Valverde se toma un té en una terraza de Madrid.Yago Castromil

Tras terminar Distancia de rescate, basada en la novela homónima de Samanta Schweblin y rodada en 2019, Valverde se tomó más de un año de descanso. “Distancia fue una experiencia profunda, un rodaje intenso. Fue un reto que viví como algo muy personal y me costó volver a trabajar después del personaje de Amanda”, cuenta. Fuimos canciones, una película ligera y luminosa, pese a las penas generacionales tan presentes en su historia, le permitió reemprender el camino con suavidad y coherencia interna, según dice: “Leí el personaje de Maca y me sentí identificada con su miedo a decir las cosas, a no encontrar su espacio, a estar siempre disponible pero no feliz, a no poner límites. Creo que representa a una generación dañada por lo que le ha tocado, como la crisis de 2008, y por eso indecisa y temerosa”.

En el futuro quiere dar rienda suelta a su curiosidad —repite a menudo esta palabra; también el verbo probar— y apostar por sus propios proyectos con gente cercana a ella. Tiene algo en marcha, relacionado con el cine, que aún no puede comentar. Y su sueño —”mi fantasía”, dice— sería tener un estudio “donde poder crear e investigar en la pintura y en la escultura”. “Lo que más feliz me hace es tener las manos llenas de pegamento o de pintura. Esa es mi pasión, la verdad”.

—¿Y qué le impide tener un estudio y crear?

—Yo. Yo me lo impido. Es un sueño, pero al fin y al cabo cada uno se pone sus propios límites, ¿no?

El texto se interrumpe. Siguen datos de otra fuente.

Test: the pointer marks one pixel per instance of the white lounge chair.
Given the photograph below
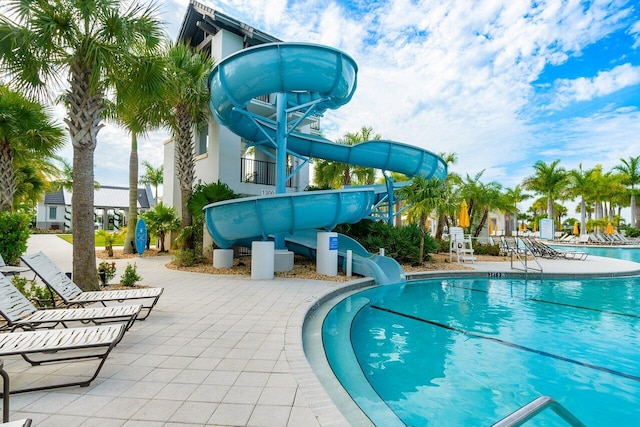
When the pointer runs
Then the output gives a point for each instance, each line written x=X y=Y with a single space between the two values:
x=10 y=270
x=5 y=402
x=72 y=295
x=460 y=245
x=21 y=314
x=62 y=345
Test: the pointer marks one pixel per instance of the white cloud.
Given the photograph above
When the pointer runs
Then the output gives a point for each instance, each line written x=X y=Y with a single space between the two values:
x=604 y=83
x=449 y=76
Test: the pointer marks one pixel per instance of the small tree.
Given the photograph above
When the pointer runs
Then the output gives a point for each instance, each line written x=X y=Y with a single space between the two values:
x=14 y=233
x=109 y=240
x=160 y=220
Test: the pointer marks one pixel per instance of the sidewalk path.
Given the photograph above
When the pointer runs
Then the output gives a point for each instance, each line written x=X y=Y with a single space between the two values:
x=216 y=350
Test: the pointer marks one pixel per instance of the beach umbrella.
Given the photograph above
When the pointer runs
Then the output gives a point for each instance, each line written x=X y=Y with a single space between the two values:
x=609 y=229
x=464 y=215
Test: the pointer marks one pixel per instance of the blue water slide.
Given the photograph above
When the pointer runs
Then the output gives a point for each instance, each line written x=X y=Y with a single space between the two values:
x=384 y=270
x=322 y=78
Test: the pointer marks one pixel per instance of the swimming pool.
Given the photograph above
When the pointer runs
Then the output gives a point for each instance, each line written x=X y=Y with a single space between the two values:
x=469 y=351
x=625 y=253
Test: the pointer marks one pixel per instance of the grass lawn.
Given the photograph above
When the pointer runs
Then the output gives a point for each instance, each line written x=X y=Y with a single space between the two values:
x=99 y=240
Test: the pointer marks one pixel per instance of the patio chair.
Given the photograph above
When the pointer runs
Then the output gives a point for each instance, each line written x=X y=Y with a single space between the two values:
x=62 y=345
x=19 y=313
x=460 y=245
x=72 y=295
x=10 y=270
x=5 y=402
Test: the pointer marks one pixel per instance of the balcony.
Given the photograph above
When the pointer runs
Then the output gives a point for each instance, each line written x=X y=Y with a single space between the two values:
x=260 y=172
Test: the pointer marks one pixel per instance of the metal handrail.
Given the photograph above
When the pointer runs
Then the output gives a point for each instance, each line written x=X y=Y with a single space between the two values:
x=535 y=407
x=524 y=262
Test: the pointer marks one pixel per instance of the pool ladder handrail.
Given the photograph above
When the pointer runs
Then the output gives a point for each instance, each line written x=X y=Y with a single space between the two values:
x=535 y=407
x=527 y=253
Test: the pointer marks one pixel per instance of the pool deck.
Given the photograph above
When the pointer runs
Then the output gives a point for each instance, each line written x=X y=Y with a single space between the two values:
x=216 y=350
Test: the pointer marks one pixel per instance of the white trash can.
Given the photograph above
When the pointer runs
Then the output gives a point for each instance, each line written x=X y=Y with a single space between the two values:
x=327 y=253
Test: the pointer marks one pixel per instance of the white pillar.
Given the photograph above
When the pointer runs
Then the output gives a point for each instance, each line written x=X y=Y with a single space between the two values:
x=262 y=259
x=327 y=253
x=223 y=258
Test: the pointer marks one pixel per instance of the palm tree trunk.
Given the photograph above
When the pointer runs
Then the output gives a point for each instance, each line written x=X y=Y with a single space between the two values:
x=84 y=114
x=583 y=216
x=423 y=220
x=129 y=241
x=7 y=178
x=184 y=162
x=82 y=218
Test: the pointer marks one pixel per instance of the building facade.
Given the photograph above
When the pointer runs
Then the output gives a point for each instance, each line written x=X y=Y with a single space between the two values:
x=220 y=155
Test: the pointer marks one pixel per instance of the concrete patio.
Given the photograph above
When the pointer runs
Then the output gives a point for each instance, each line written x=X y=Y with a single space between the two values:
x=216 y=350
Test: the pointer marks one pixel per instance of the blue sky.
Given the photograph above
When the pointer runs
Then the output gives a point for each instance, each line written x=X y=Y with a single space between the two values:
x=500 y=83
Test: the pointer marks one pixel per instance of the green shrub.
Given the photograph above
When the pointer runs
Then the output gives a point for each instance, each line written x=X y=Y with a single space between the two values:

A su vida se suma este curso un nuevo hogar, París. Su pareja se incorpora como director musical de la Ópera de la capital francesa, sin dejar de dirigir la Filarmónica de Los Ángeles. “Gustavo es mi hogar”, dice, “un hogar nómada. Así que andaremos entre París, Los Ángeles, Carabanchel y, por supuesto, la Alcarria”.

Esta niña cualquier día se va a Australia.